Introduction: Celiac disease (CD) is an immune-mediated enteropathy in response to gluten that occurs in 1% of the population. Classic presenting symptoms include bloating, weight loss, and diarrhea. But, extraintestinal symptoms such as dermatitis herpetiformis, iron deficiency anemia, asymptomatic liver abnormalities, and more rarely, neurologic symptoms can be seen.
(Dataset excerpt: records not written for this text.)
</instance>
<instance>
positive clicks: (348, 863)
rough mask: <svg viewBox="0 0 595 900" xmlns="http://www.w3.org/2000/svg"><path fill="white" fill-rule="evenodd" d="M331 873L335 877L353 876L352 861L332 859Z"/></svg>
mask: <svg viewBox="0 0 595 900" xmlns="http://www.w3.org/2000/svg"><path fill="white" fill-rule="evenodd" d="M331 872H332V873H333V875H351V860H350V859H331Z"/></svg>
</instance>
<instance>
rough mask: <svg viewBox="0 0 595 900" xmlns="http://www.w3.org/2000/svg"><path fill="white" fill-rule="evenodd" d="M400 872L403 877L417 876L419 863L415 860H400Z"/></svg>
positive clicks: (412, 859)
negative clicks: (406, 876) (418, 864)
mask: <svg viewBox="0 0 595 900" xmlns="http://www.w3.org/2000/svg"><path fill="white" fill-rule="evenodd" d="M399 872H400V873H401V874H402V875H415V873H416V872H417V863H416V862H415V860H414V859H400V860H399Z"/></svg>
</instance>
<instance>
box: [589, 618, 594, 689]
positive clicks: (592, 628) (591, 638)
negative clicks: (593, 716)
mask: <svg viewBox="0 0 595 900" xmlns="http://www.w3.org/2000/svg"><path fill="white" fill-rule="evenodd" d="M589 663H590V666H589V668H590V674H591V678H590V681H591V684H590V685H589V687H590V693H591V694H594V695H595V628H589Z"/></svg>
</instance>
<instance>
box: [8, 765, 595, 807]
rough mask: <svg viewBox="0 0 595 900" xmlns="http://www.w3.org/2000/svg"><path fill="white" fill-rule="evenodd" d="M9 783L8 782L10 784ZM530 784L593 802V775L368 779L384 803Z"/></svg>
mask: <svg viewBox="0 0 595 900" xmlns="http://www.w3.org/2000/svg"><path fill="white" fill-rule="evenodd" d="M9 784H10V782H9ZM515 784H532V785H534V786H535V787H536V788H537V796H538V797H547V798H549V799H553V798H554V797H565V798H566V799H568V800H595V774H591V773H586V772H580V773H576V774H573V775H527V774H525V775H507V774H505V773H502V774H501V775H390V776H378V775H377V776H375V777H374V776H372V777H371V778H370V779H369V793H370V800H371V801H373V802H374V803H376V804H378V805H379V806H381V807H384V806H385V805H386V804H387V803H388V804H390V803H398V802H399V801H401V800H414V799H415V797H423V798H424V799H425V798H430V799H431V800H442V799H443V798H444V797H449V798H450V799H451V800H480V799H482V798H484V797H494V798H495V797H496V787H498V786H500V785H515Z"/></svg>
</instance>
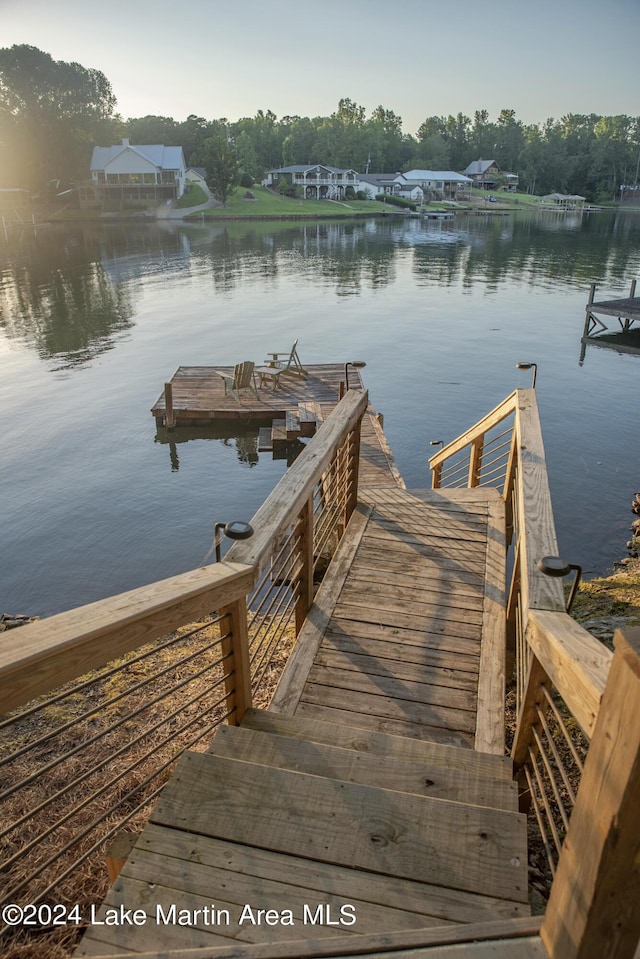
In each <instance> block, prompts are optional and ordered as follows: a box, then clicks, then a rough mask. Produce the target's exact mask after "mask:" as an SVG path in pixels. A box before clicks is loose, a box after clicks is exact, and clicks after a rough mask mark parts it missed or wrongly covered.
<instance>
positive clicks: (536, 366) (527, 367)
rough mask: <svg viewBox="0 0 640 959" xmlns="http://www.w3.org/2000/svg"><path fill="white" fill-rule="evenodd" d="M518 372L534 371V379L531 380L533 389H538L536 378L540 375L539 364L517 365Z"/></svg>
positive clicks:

We present a case of a patient who presented with worsening polyneuropathy and hepatitis leading to a final diagnosis of CD. Case Description/Methods: A 44-year-old male with history of recent left-chest shingles complicated by paralysis of right face and left leg weakness was initially admitted for suspected atypical Guillain Barre Syndrome (GBS) and treated with prednisone and a 5-day course of intravenous immunoglobulin (IVIG). The patient was readmitted a few weeks later with worsening neurologic status. A thorough infectious workup was unremarkable. The patient was also noted to have abnormal liver enzymes on prior admission that initially improved, but were noted to be worse on readmission up to ALP 1103, AST 634 and ALT 689. Given no prior history of liver disease, patient underwent a thorough workup including negative viral hepatitis, normal liver US, abdominopelvic CT showed scattered hypoattenuating lesions in the liver, one measuring up to 2.2 cm. He underwent a liver biopsy which demonstrated acute hepatitis with findings concerning for autoimmune versus drug-induced hepatitis. Autoimmune hepatitis panel was negative, however, he was found to have a tissue transglutaminase IgA >250 U/mL. Finally, he underwent upper endoscopy with biopsies that demonstrated findings consistent with celiac disease. Liver enzymes improved with gluten avoidance, but neurologic impairments persisted. Discussion: Atypical extra-intestinal symptoms at presentation of CD can result in diagnostic delay and permanent neurological disability if not treated. CD has been found in as many as 9% of patients with elevated liver enzymes. It is imperative not only to recognize neurologic presentations of CD but also the spectrum of possible liver impairments. Adherence to a strict gluten-free diet has been shown to improve symptoms of both neuropathy and liver enzyme abnormalities, but must be instituted quickly.